Les nouvelles exigences de la comptabilité entreprise à Dubaï
Depuis juin 2023, le paysage fiscal a changé. Même si Dubaï continue d’attirer pour son absence d’impôt sur le revenu, les entreprises doivent maintenant composer avec une Corporate Tax applicable à partir d’un certain seuil. Ce n’est pas une simple formalité : l’administration fédérale exige une comptabilité précise, des écritures régulières et une documentation stockée de manière sécurisée.
L’impact de l'impôt sur les sociétés (Corporate Tax)
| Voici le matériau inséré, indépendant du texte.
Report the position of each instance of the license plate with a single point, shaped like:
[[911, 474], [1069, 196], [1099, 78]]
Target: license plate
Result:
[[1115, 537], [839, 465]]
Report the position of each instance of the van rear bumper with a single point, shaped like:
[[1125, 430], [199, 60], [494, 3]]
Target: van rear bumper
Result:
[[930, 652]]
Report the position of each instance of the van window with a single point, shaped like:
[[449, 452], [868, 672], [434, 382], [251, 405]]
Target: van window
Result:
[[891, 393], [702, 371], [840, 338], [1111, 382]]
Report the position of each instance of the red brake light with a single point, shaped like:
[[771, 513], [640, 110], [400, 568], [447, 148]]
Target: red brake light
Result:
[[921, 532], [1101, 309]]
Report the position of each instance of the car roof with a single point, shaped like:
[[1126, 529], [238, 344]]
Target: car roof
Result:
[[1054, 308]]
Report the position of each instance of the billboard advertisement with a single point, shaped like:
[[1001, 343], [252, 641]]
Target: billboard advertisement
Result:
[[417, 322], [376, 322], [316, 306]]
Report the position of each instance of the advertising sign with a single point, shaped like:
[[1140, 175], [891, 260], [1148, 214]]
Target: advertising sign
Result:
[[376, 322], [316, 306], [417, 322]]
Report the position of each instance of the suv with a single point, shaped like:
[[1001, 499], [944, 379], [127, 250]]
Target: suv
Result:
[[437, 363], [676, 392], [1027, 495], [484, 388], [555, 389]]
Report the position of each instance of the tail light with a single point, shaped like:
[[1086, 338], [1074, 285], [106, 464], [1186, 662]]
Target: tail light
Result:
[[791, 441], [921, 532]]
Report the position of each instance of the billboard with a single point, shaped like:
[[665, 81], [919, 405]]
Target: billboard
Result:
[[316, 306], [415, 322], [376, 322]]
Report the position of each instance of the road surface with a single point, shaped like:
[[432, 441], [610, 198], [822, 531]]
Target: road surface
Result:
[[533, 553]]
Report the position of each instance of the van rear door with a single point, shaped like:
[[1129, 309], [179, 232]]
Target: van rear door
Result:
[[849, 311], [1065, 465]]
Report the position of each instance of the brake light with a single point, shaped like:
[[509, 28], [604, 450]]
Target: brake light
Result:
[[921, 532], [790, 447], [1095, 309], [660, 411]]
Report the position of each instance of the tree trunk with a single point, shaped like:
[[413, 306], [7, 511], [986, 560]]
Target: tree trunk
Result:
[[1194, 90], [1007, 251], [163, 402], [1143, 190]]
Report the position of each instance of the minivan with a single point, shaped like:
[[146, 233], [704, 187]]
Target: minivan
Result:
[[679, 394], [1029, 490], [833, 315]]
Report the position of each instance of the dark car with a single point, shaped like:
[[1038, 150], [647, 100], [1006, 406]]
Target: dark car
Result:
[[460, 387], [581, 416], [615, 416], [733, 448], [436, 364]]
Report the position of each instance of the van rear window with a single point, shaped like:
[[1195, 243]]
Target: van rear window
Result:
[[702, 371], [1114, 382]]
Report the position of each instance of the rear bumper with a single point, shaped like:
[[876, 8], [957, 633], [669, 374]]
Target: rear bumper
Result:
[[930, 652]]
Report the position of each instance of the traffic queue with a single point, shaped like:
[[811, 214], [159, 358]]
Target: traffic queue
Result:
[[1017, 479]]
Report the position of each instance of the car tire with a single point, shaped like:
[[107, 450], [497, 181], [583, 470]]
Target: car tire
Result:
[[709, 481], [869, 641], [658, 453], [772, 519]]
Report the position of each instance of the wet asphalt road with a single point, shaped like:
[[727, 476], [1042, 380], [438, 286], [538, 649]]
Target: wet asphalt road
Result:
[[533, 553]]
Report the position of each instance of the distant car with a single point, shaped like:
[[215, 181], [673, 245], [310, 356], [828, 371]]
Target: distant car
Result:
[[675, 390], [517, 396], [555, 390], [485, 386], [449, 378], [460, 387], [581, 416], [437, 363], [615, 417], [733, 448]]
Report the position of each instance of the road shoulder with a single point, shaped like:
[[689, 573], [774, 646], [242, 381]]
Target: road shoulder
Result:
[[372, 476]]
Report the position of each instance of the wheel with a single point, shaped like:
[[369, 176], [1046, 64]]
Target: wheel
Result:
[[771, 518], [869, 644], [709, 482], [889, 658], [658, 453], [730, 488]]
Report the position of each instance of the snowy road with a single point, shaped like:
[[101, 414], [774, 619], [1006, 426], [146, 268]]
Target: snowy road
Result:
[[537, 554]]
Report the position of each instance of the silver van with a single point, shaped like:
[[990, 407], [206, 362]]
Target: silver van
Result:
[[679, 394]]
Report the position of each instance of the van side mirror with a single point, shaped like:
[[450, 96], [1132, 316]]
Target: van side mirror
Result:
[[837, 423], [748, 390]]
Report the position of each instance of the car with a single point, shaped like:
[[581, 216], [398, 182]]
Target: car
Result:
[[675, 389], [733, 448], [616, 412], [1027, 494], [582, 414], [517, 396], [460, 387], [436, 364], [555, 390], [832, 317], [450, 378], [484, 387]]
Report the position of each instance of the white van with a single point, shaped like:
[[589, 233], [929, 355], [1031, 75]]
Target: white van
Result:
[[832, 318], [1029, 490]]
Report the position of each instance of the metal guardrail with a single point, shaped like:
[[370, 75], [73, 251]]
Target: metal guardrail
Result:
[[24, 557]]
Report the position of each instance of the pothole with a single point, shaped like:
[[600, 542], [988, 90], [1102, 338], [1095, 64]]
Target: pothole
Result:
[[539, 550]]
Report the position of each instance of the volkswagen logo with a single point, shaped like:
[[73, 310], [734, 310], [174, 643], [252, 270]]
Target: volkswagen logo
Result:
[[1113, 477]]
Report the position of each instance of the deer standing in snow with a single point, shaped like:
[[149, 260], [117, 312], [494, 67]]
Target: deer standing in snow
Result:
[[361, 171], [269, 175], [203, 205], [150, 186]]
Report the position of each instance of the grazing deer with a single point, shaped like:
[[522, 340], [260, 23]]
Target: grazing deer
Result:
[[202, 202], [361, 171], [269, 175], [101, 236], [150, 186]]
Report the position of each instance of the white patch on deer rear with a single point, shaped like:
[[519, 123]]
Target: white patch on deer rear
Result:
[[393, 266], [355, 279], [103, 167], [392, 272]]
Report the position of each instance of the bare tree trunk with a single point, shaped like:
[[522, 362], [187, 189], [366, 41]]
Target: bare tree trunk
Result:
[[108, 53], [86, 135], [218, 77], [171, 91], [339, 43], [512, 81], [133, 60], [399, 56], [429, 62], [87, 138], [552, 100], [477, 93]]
Le taux standard de Corporate Tax s'élève à 9 % pour la plupart des entreprises dépassant un seuil de revenus annuels. Ce montant, modéré comparé aux standards européens, n’en impose pas moins une obligation claire : tenir une comptabilité fiable. Même les structures installées en Freezone, souvent perçues comme plus flexibles, doivent produire des comptes certifiés et justifier leurs exonérations.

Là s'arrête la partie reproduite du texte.